Question

A carbon compound contains $12.8\% $ of carbon; $21\% $ of hydrogen and $85.1\% $ of bromine. The molecular mass of the compound is $187.9$ . Calculate the molecular formula of the compound (${\text{Atomic mass H = 1}}{\text{.008,C = 12,Br = 79}}{\text{.9}}$ ).
A. ${\text{C}}{{\text{H}}_3}{\text{Br}}$
B. ${\text{C}}{{\text{H}}_2}{\text{B}}{{\text{r}}_2}$
C. ${{\text{C}}_2}{{\text{H}}_4}{\text{B}}{{\text{r}}_2}$
D. ${{\text{C}}_2}{{\text{H}}_3}{\text{B}}{{\text{r}}_3}$

Answer 1

Hint: From the given percentage of elements in the carbon compound we will calculate the number of moles and then empirical formula. Afterwards we will divide the molar mass of the compound with the molar mass of the empirical formula and we will get the factor to multiply with the empirical formula.

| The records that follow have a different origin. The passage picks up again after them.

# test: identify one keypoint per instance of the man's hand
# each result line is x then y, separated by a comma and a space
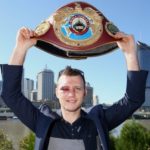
128, 45
24, 41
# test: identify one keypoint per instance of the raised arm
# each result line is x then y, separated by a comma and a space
128, 45
24, 41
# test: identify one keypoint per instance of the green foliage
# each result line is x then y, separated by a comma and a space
27, 143
5, 144
133, 136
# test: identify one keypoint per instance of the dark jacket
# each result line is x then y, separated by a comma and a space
105, 119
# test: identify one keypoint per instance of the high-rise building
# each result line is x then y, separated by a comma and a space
88, 100
28, 87
1, 101
45, 85
95, 100
144, 61
0, 87
34, 95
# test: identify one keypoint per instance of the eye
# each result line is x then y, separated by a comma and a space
79, 88
64, 89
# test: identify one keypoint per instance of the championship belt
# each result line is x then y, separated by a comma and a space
76, 31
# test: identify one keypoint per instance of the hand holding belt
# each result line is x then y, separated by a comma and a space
76, 31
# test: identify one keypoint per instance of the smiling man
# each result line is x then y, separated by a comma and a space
72, 128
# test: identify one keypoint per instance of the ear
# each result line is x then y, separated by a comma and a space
56, 91
85, 92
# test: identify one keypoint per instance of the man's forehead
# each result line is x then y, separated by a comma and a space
65, 80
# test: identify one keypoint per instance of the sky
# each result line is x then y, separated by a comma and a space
105, 73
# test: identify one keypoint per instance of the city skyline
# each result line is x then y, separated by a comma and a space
106, 73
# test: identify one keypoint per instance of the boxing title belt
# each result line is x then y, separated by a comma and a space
77, 31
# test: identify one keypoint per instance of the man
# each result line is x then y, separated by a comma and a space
72, 128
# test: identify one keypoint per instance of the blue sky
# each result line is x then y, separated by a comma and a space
106, 73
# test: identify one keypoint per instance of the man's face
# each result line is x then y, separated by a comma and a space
70, 91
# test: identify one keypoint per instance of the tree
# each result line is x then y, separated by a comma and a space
133, 137
27, 143
5, 144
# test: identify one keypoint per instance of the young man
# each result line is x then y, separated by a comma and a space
72, 128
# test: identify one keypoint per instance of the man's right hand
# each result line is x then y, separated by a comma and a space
24, 40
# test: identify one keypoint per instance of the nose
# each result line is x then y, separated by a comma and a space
71, 92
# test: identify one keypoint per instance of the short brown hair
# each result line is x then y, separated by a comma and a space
69, 71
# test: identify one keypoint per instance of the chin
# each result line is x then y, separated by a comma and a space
73, 109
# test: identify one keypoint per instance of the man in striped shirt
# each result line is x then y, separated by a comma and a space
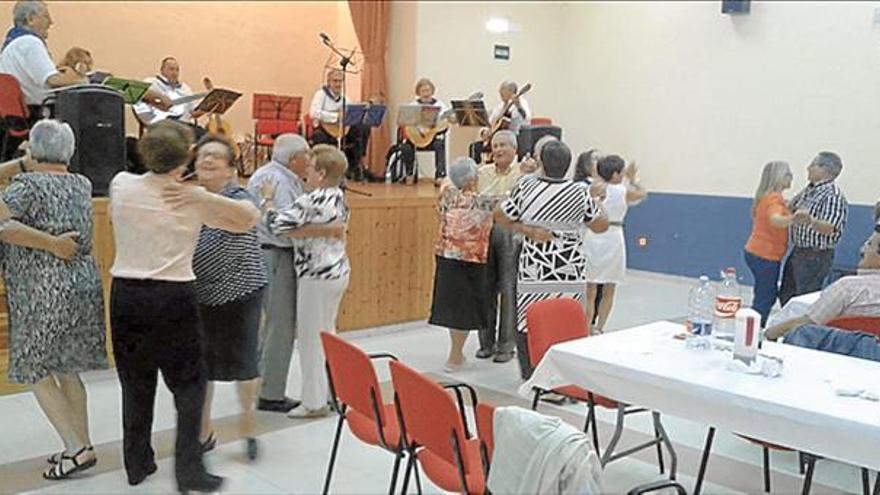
820, 212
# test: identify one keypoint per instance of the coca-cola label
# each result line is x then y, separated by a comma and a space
727, 306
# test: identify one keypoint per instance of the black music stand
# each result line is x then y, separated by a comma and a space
469, 113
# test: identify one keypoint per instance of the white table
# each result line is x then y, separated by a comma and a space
794, 308
648, 367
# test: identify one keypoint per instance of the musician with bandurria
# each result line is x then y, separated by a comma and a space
433, 139
326, 112
168, 83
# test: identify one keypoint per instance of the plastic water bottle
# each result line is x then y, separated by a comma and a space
701, 314
727, 302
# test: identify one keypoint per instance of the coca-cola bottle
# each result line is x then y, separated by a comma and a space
728, 300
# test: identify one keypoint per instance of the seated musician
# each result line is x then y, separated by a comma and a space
325, 111
168, 83
517, 115
425, 96
25, 57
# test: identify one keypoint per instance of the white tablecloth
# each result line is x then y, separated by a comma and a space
648, 367
794, 308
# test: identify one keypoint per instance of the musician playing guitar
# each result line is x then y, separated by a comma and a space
168, 83
431, 139
326, 112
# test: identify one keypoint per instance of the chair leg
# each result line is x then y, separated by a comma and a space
397, 458
659, 448
618, 430
333, 454
808, 477
704, 462
595, 428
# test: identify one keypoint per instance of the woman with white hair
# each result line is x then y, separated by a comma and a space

Complete step by step answer: In the problem it is provided that a carbon compound contains $12.8\% $ of carbon; $2.1\% $ of hydrogen and $85.1\% $ of bromine. It indicates that the compound has chemical formula ${{\text{(}}{{\text{C}}_x}{{\text{H}}_y}{\text{B}}{{\text{r}}_z})_n}$ where ${\text{x,y,z and n }}$ are integers and ${{\text{C}}_x}{{\text{H}}_y}{\text{B}}{{\text{r}}_z}$is the empirical formula of the compound.
So to calculate the values of ${\text{x,y and z}}$ we will use the percentage of elements in the compound.
We will find out the empirical formula using the percentage of elements.
The percentage of carbon in the compound is $12.8\% $.
$ \Rightarrow $ Moles of carbon= $\dfrac{{12.8}}{{12}} = 1.067 \approx 1$
$ \Rightarrow x = 1$
The percentage of hydrogen in the compound is $2.1\% $.
$ \Rightarrow $ Moles of hydrogen= $\dfrac{{2.1}}{{1.008}} = 2.08 \approx 2$
$ \Rightarrow y = 2$
The percentage of bromine in the compound is $85.1\% $.
$ \Rightarrow $ Moles of bromine=$\dfrac{{85.1}}{{79.9}} = 1.065 \approx 1$
$ \Rightarrow z = 1$
From these moles we can write down our empirical formula i.e. ${{\text{C}}_1}{{\text{H}}_2}{\text{B}}{{\text{r}}_1}$.
And the molecular formula is ${{\text{(}}{{\text{C}}_x}{{\text{H}}_y}{\text{B}}{{\text{r}}_z})_n}$ so we have to calculate the value of $n$ now.
We will divide the molar mass of the compound with the molar mass of the empirical formula of compound to get the value of $n$.
Empirical mass=$93.9$ and Molecular mass=$187.9$
$ \Rightarrow n = \dfrac{{187.9}}{{93.9}} = 2$
So the value of $n$ is 2.
Hence our molecular formula is ${{\text{(}}{{\text{C}}_1}{{\text{H}}_2}{\text{B}}{{\text{r}}_1})_2}$ which can also be represented as ${{\text{C}}_2}{{\text{H}}_4}{\text{B}}{{\text{r}}_2}$.

So, the correct answer is “Option C”.

Note: To solve such types of questions empirical formula plays an important role. To calculate empirical formula we will convert mass of each element to moles and then divide it by the smallest mole number among all of the elements and round off the number and then represent it as ${{\text{C}}_x}{{\text{H}}_y}{\text{B}}{{\text{r}}_z}$ where ${\text{x,y and z}}$are the calculated moles of elements.